Return a list of patients with damage at a given voxel.
Here's the stupid/inelegant way to do this:
voxel_id = 12345 # Index of the voxel I'm interested in
patient_matches = []
for patient in patient_list:
patient_img_file = '/path/to/images/{}.MRI'.format(patient) # Get the path to the image for this patient.
img = load_image(patient_img_file) # Load the image as a NumPy ndarray.
img_flat = img.ravel() #Flatten to a 1D
vox_val = img[voxel_id]
if vox_val == 1:
patient_matches.append(patient)
- Load and flatten each image, so I have a 1x870k vector for each patient.
- Read these vectors into a DB (
table='damage'
), with 1 row per patient and 1 column per voxel. - Query
select patient_id from damage where vox12345 = 1
So, in bit packing, you're going to have 870k/8 or ~100KB/patient?
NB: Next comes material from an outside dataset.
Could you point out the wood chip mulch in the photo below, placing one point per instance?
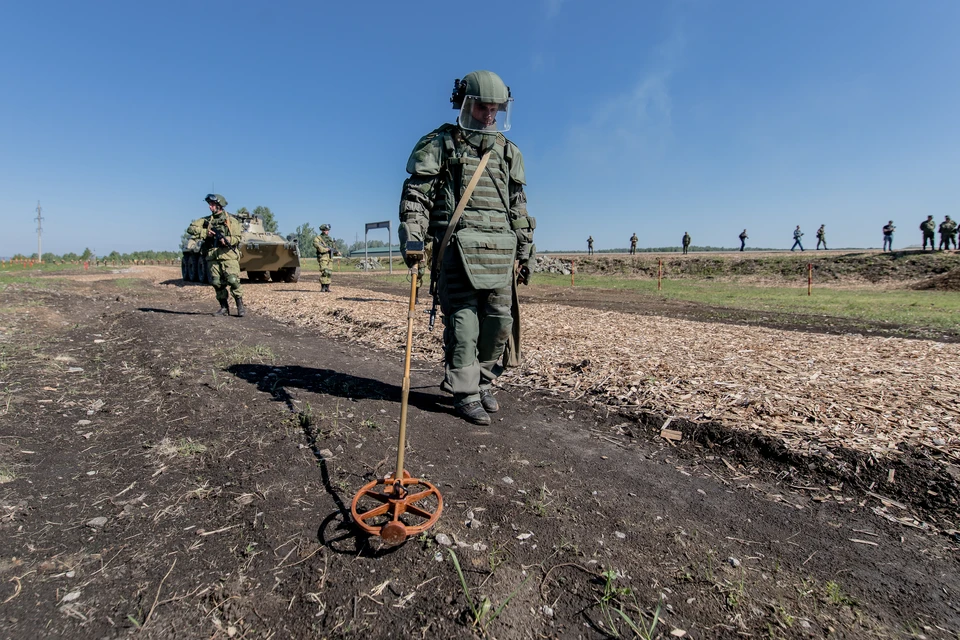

How many patients do you have? (10's hundreds thousands?)
I think this is tractable just treating it as binary data, either mmaping or not. 1000 patients is under 1GB, so pop it in memory, do some lookups, and you're there. If you're doing more than a handful of searches, I'd preprocess your flat images, the read them in and run a bunch of searches.
You could even throw them into a numpy array, shape = (feature, patients) of bool, and just use index projection to get the vector of matches. That's going to scale well till you run out of memory.